In any case, Fox advocates that Ike See be exempted from national service given his exceptional talent. Yes, that's right - exempted. Anything extraordinary about that, apart from Ike See's musical talent? Not really. After all, the ex-foreigners in Singapore's national football team were also exempted from NS on account of their footballing abilities despite the fact that they qualify for NS in terms of their age. Realistically speaking, forcibly confining an individual of Ike's gift to Singapore is waste of talent. Drafting him into a combat unit does little good to the country's defence and may even harm Ike's prospect especially if he were to break his arm/fingers; even if he were to enter the MDC, he would be just deprived of the necessary musical coaching and training that he needs to develop his gift.

Rather than the normal NS, perhaps an alternative NS can be made for Ike See.
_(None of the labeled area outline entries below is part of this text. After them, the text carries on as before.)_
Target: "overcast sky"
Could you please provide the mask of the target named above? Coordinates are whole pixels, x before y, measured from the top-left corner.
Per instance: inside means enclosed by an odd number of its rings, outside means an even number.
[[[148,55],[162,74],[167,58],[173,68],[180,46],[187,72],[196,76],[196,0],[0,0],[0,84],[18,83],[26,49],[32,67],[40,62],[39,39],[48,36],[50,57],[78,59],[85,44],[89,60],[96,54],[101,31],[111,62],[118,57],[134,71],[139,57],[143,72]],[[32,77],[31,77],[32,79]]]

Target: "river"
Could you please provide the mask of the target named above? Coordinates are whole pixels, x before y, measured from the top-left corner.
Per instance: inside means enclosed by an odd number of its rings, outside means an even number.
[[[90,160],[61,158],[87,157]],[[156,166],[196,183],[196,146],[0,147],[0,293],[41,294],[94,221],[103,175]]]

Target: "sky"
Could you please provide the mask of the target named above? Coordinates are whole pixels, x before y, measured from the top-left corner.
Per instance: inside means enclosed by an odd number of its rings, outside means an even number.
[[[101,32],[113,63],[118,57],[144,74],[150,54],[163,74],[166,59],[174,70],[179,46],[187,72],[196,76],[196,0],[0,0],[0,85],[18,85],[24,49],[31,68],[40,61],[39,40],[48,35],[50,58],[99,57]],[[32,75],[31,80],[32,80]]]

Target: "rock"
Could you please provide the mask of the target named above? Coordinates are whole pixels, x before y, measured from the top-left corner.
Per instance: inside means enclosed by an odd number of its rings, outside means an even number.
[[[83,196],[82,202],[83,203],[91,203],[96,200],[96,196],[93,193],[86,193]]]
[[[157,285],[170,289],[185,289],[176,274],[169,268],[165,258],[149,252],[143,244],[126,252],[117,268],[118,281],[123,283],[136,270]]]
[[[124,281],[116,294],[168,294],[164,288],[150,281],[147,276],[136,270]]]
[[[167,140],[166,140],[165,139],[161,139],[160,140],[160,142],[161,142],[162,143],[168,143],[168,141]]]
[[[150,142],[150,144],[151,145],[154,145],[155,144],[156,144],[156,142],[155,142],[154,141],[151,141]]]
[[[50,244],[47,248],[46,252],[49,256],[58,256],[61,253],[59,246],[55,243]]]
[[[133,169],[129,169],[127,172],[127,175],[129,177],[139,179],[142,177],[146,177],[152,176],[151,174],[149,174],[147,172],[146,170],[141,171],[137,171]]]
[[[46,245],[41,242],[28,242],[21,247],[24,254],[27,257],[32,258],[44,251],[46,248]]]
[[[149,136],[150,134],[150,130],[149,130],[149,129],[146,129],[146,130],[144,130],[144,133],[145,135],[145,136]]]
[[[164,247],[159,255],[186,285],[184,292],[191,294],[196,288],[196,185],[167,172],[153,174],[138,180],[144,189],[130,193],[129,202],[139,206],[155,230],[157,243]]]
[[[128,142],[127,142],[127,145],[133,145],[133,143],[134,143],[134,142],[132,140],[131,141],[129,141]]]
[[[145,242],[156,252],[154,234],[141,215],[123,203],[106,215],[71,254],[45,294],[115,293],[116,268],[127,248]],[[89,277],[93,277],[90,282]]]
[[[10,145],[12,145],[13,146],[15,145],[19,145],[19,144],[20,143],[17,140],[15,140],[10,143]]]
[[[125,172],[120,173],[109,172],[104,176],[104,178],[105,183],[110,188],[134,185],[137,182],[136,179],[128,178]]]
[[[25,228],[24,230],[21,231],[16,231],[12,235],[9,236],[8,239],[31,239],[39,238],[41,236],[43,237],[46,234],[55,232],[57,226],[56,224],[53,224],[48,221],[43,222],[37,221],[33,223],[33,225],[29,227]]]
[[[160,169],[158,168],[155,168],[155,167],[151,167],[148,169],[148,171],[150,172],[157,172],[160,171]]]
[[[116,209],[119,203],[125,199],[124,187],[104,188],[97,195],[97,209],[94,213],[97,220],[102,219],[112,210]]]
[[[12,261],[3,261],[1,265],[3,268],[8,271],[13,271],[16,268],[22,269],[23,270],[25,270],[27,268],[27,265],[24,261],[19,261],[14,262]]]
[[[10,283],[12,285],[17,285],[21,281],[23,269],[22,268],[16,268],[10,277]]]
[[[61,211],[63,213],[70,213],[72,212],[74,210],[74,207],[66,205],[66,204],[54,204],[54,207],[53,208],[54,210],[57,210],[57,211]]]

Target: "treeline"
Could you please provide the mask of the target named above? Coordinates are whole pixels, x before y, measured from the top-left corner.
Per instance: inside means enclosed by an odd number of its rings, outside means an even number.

For example, rather than serve 24 months of NS continuously, he could be made to do 2 months of national service - like public performances and music workshops to train other musicians- in Singapore every year until he clears his 24 months. To be fair, Ike See should probably not expect to be paid professional rates while he does his NS.

Singapore has precious few world-beaters. Ike See certainly possesses the potential to be one in music. Fox can only hope that good sense will prevail and that the government will recognise that Ike See is an exceptional talent and warrants exceptional treatment.